Quebec can welcome 10,000 Ukrainian refugees
A demonstration aimed at denouncing the Russian invasion of Ukraine took place Sunday afternoon in downtown Montreal.
As Russia's assault on Ukraine intensifies and more than half a million Ukrainian refugees have fled to neighboring countries, Montreal could be a welcoming city for Ukrainian refugees as early as this month. next.
That’s what the Director General of Community Services for Refugees and Immigrants (SCRI), Miguel Arévalo, believes.
The Government of Canada has already said it is ready to welcome refugees, while Quebec has offered its “full cooperation” to Ottawa. Prime Minister François Legault has pledged to welcome Ukrainian refugees “in the weeks and months to come”.
However, Miguel Arévalo says he has still not received any directives, nor from provincial or federal departments or from the Round Table of Organizations Serving Refugees and Immigrants (TCRI).
Refugees mainly welcomed in Montreal?
According to Miguel Arévalo, Quebec has the capacity to welcome 5,000 to 10,000 Ukrainians.
Of course it's easier in Montreal, because there are all the government services and organizations.
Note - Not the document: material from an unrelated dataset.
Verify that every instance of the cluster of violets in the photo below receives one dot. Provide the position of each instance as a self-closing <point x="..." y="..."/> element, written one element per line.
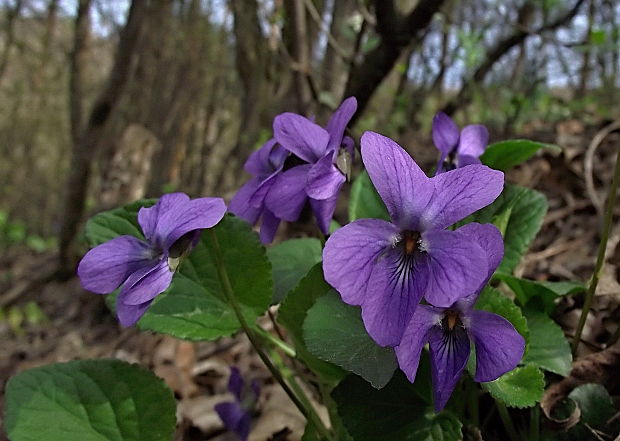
<point x="416" y="278"/>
But with special programs, we could welcome them in the regions too.
Housing, furniture, clothing, francization, education, activities and administrative matters… many aspects will have to be taken into account for the successful integration of refugees, underlines Mr. Arévalo. “It’s a whole structure that already exists in the city system. We will have to set up a good work team to welcome them,” he adds.
A priority file, but no special program
No special program like the one deployed for the permanent reception of 25,000 Syrian refugees has been announced by the government for Ukrainians. Without such a program, refugee cases will have to be assessed on a case-by-case basis, says immigration lawyer Gjergji Hasa.
Ottawa, however, says it gives priority to immigration applications in from Ukraine in order to allow Ukrainians fleeing the country to be quickly in safety. According to the Minister of Immigration, Refugees and Citizenship, Sean Fraser, around 4,000 files have been given priority since the start of the conflict with Russia.
End of compulsory visa requested
While it intends to eliminate administrative fees for Ukrainian applicants and extend the status of those already in Canada, the federal government has not, however, committed to putting an end to the visa requirement, as demanded by the Bloc Québécois, the Parti Conservative and the New Democratic Party.
This is also the request made by the president of the Association québécoise des avocats et avocats en droit de l'immigration, Me Stéphanie Valois, to allow Ukrainian citizens to travel to Canada with an electronic travel authorization (ETA ). Currently, Canada requires a visa for all Ukrainian citizens who want to travel here. “This obligation requires the passport to be sent to a Canadian embassy so that the visa can be affixed to it,” she explained in a press release published on Tuesday.
The ETA can be obtained much faster and without the requirement of sending the passport to a Canadian embassy. “This measure would also allow all people awaiting permanent residence to come to Canada and finalize their application from our country,” it says.
Second largest Ukrainian diaspora  ;
When Miguel Arévalo is asked why Canadians seemed more open to welcoming Ukrainian refugees than Syrians, for example, he recalls that Canada is home to the second largest Ukrainian diaspora in the world, after Ukraine and Russia.
Indeed, that's more than 1.3 million people, according to the 2016 Canadian census.
That's part of Canadian culture.
However, someone who worked for another organization when Syrian refugees were welcomed in 2019 remembers that significant efforts had also been made. “I would be happy if we gave the same treatment to Ukrainians as to Syrians, because for me, we welcomed them very well,” he said.